Cross-Risk Governance Integration: Control the Release Valve on the “Pressure Cooker” of Risk in 2020
January 16, 2020
2020 will continue cross-risk regulatory pressure focus; be positioned and enabled to control the release valve on the “pressure cooker”
by Andrew Domino, Chief Operating Officer
With economic predictions running the gamut, a 2020 election bringing political uncertainty, and new regulations in the works, we are often asked by clients, “Where should I focus our compliance efforts?” Our answer: “Cross-risk governance integration.”
These four words represent quite a bit of work. Here’s why.
Simply put: each new year brings change. 2020 is no different and, arguably, it may even be more severe. Why does that matter? The greater the change, the more exposed you’ll be to risk.
So, it’s time to ask yourself, is your company where it needs to be in terms of its risk management policies and operations?
That depends. According to a recent (November 2019) Federal Reserve report, financial institutions with less-than-satisfactory ratings generally do exhibit weaknesses in one or more areas. These include compliance, model, and operational risk management.
If your company had unresolved weaknesses in 2019, you can expect these to gain momentum in 2020.
You can expect weaknesses to significantly challenge your risk management program, strain your resources and distract attention from other key activities.
You’re not off the hook if you’ve invested in a risk management program. In fact, even though most financial institutions have made this investment, we still see weaknesses resulting from one or more of these common, and often governance-related, pitfalls:
- Programs that were built in siloes with fragmented governance
- Inconsistent and insufficient communication across first, second, and third line of defense risk leaders and managers
- Lack of accountability that policies, processes and systems are implemented effectively and adhered to for all bank material products
- Minimal integration of strategic planning and risk management across risk types and functions
- Unclear expectations for escalation, root cause analysis, remediation and validation
- Informal, inconsistent or misunderstood definitions and taxonomies
If you encountered these pitfalls in 2019, be assured that they will undercut any investments that your organization makes in its risk management program in 2020. They’ll also leave you vulnerable to time-consuming, costly and distracting regulatory scrutiny.
Worried about risk management governance vulnerability as you head into 2020? Evaluate your program against these principles:
1. Your board and senior leadership are evolving their governance roles
- There is cultural recognition that continuous improvement applies as much to risk governance as it does to operational performance.
- Your board has approved the risk management policies, processes and systems established by senior management.
- Risk management policies have been tied to your financial institution’s risk appetite and strategic plan.
2. Program expectations and accountabilities that are communicated to staff result in an authentic risk management culture
- Roles, responsibilities and accountabilities are understood across the organization.
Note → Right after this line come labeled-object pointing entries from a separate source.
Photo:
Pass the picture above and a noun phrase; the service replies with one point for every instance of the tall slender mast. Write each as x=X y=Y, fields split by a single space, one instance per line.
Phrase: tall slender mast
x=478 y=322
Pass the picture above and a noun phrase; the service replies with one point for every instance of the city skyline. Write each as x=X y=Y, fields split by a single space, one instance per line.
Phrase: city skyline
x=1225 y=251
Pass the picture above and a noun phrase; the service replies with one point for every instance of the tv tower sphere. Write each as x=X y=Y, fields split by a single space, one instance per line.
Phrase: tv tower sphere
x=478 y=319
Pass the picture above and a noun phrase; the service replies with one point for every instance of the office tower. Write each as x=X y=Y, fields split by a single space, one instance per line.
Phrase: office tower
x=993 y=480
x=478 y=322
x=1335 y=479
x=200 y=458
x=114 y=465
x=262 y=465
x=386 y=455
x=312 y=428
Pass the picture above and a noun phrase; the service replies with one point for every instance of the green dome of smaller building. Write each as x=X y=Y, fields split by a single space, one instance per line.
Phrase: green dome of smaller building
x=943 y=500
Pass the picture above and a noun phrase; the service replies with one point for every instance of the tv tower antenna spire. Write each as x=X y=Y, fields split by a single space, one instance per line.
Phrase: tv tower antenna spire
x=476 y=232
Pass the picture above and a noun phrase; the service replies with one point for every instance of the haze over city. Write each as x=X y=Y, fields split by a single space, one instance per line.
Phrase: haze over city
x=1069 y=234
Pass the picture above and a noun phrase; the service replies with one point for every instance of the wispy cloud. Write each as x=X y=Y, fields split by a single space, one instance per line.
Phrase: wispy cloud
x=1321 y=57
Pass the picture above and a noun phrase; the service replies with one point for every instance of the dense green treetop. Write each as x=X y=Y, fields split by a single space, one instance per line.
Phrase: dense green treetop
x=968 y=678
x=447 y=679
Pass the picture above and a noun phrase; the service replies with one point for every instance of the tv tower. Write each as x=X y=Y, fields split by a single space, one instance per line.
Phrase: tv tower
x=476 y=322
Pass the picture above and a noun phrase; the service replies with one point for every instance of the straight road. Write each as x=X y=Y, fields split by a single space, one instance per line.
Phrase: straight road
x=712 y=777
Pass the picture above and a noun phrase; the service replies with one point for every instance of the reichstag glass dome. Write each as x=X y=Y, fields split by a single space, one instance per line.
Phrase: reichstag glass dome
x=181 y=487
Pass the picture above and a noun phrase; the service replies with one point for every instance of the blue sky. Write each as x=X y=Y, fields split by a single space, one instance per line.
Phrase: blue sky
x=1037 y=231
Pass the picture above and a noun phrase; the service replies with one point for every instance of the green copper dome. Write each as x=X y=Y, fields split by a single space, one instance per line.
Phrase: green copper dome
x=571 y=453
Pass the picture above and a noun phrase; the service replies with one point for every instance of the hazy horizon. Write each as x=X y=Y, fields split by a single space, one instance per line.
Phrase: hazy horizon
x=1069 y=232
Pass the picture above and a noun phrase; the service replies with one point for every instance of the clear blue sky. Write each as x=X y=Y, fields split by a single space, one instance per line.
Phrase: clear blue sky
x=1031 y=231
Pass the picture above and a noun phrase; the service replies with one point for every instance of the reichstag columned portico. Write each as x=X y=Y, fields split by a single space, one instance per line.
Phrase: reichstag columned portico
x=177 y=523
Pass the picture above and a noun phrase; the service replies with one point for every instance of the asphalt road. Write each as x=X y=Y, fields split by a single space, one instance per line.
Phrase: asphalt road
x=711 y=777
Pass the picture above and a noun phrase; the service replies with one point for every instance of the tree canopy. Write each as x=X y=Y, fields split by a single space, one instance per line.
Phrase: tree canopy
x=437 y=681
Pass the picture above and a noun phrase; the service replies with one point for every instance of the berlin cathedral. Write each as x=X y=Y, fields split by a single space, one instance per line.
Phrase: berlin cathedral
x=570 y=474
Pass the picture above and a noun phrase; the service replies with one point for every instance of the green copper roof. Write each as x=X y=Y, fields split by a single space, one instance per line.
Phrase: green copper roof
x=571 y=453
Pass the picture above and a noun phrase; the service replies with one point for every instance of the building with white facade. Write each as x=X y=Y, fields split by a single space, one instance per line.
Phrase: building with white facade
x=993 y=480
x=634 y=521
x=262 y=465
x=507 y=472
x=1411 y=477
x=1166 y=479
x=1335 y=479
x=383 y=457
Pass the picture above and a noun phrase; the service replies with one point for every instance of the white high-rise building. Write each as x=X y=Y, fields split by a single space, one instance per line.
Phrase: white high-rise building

- Employee performance is measured against these responsibilities.
3. Integrated and effective governance structures ensure objectivity and consistency
- Established committees which are composed of a cross-section of the organization allowing for independence and objectivity.
- Meaningful risk topics, from emerging risks to validation of closed issues, are regularly discussed, addressed, and documented.
4. Dedication to critical governance routines show adherence to the culture of risk
- Communication which flows both horizontally and vertically and includes the escalation of both good and bad news.
- Clear expectations as to how exceptions are to be analyzed, remediated and validated.
Matching your current environment to the principles above gives you a holistic assessment of your risk management governance and allows you to identify which actions your organization needs to take to strengthen your risk management program in the new year.
Be prepared for pressure testing in 2020 — invest for the future
Whether preparing for an economic downturn, meeting changing customer needs, or implementing data and technology initiatives, your risk management framework and governance effectiveness will be pressure tested in 2020.
Acting on weaknesses uncovered by your assessment is just the first step to shoring up your cross-risk governance integration. You’ll also need an action plan and must manage its execution (no small task).
To achieve the best practices associated with your company’s size and complexity, find a trusted partner with proven expertise in risk management frameworks at both the macro, (i.e., governance) and the micro (e.g., control-specific) levels.